In case I haven't mentioned it, bedtime with Jacob has been downright horrible for a while. He used to be so great at going to bed, and then at some point, he wasn't anymore. Over the years he's gone in phases for sure, but this particular phase was extra bad and extra long. I used to quietly gloat about how good bedtime was in our house whenever I'd hear about the kids who endlessly needed to pee, needed another glass of water, etc. Jacob wasn't like that. But then he figured out that if he had to pee, we HAD to let him get up and do it. We could deny water because he pees so much overnight (yep, he's still in a pull-up (though the big kid ones now), and the doctor says his brain and bladder just have to figure it out on their own)), but when he's sick that's a little harder...so another crack in the armor. And slowly but surely the excuses grew. And certainly since he's been in his new room, we've had to contend with a lot more. He's hungry, he's thirsty, he's scared, he's having bad dreams (did you know you could dream before you actually go to sleep? Me neither.), his light looks like it's going to come alive, he can't find an animal, he needs Daddy, and on and on and on. Sometimes he feels the need to tell us something random or discuss something unimportant at the most inopportune time. Even when he leaves us alone, you can always hear him up there playing with his animals. And yes, I know that he'd have less distractions if we took them away, but dude, he's only five and I know I slept with animals for years. Should we penalize him because he's creative with them? I dunno.

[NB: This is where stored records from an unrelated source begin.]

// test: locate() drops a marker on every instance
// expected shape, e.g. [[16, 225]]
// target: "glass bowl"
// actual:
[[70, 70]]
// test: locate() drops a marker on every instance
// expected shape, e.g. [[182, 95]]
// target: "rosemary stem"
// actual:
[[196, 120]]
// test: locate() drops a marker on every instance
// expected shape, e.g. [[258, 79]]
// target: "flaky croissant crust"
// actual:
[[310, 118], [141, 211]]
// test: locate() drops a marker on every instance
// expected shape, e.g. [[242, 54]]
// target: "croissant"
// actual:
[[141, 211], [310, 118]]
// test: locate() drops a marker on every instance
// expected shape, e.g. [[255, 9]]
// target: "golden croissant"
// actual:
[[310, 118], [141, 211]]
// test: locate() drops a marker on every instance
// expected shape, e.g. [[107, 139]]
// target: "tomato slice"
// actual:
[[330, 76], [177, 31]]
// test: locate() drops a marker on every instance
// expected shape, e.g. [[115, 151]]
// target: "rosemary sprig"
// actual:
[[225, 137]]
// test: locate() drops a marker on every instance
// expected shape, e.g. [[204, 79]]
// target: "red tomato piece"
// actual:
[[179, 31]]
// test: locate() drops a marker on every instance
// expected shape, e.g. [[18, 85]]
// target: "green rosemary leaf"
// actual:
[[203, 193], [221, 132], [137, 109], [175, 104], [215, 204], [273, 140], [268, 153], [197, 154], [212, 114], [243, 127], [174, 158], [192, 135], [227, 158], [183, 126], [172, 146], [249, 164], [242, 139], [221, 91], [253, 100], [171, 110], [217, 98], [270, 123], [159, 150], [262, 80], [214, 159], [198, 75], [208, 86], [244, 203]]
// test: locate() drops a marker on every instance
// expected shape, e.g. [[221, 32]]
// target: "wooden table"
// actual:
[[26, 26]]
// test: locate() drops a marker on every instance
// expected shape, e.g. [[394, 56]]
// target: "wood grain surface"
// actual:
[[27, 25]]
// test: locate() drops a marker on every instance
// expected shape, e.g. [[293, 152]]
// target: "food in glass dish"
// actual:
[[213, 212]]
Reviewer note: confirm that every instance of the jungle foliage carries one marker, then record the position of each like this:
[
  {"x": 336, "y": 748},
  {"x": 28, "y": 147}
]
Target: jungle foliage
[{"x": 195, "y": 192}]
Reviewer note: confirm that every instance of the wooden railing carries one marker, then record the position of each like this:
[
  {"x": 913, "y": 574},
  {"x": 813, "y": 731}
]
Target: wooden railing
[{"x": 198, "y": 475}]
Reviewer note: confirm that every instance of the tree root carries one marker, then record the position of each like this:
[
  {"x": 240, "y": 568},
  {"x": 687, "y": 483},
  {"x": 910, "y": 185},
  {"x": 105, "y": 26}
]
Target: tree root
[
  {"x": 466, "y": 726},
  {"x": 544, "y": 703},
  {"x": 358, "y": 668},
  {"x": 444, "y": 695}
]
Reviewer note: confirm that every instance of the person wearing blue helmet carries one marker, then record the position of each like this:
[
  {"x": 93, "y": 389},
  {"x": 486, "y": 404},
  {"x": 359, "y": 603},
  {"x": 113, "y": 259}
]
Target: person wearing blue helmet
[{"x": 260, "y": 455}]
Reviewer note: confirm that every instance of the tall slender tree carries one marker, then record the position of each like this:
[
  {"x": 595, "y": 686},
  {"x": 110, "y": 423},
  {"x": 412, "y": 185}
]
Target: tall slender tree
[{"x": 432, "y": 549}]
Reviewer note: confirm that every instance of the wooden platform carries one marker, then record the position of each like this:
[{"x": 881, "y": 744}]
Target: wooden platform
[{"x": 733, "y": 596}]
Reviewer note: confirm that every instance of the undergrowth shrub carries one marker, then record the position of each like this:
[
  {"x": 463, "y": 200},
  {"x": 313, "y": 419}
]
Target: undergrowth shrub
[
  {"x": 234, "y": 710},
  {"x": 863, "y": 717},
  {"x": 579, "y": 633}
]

Anyway, he's constantly been out of his room and won't go back unless we threaten or physically take him back. It's been ridiculous. We've taken away animals and Legos, moved up his bedtime...you name it, and yet every night it's a challenge. And to top it all off, it's been going on for longer and longer into the night, to the point that he's barely falling asleep before we go to bed, sometimes as late as 10:30!
Given that his behavior is an issue most of the time, I knew this couldn't be good. In addition, sometimes he was waking up as early as 6:30 or so, and I knew that even with an afternoon nap at daycare, that wasn't enough. On weekends at home, he's refused to nap for a while now, probably since mid-winter. While his behavior isn't too bad on non-napped days, there have been a lot of times where we'll hop in the car to go out to dinner and he will fall asleep on the way. Then he's impossible to wake up and gets a little hyper afterward. Ugh. So while I know he's not quite out of the need to nap, he still can be relatively functional without it. We just have to stay out of moving vehicles if at all possible.
His naps at daycare have generally been an hour or two each day. I think a lot of that was peer pressure and force of habit, more than actually needing one. My fear, of course, is that without a nap, being at daycare all day with all that activity and stimulation would turn him into a monster by the end of the day. At least at home on weekends there's a lot of mental downtime--TV, video games, low-key Lego playing--but at daycare there's stuff going on all day, and there are a lot of kids to keep him going. I just didn't want his teachers dealing with a crazy child at the end of the day if they didn't have to.
The other issue, of course, is that Kindergarten starts in another six weeks, and he won't get a nap there. Gone are the days of grabbing your little rug and taking a break. Heck, we did that in half-day Kindergarten when I was a kid! But I didn't see any sign of naptime on his daily schedule at orientation, so I was a little concerned about transitioning him out of it before September.
Well...the other night it hit me that perhaps he's not just trying to be difficult (though I'm sure that's part of it), but that he's simply not tired. Even though he might seem tired, he's not tired enough to sleep. So, I decided to ask at daycare for him to skip naptime. A lot of other kids do it, and it's fine--they have other activities for them and it's all good. And what happened? Well...the first day he almost fell asleep standing up at Wegmans on the way home. He kept sitting on the cart bottom looking pathetically tired and insisting he couldn't walk around the store. But once we got past that, he was fine. And after one or two excuses at bedtime, he was asleep within 15 minutes of bedtime. Yesterday was t-ball, so I'm sure he had adrenaline on his side, but after 30 minutes at most, he was out, practically doing a face-plant. Both mornings he's actually slept in much later than usual, giving credence to that whole "sleep begets sleep" theory, which I already wholeheartedly agreed with.
So...yeah. Turns out that naps are great things...until they're not anymore. We'll see how this goes in the long run, but I'll admit I was pretty proud of myself 15 minutes after bedtime a couple nights ago. It's nice to have one of those, "Hey, I actually figured out parenting for a split second" moments. They're few and far between so it's great to get one when I can!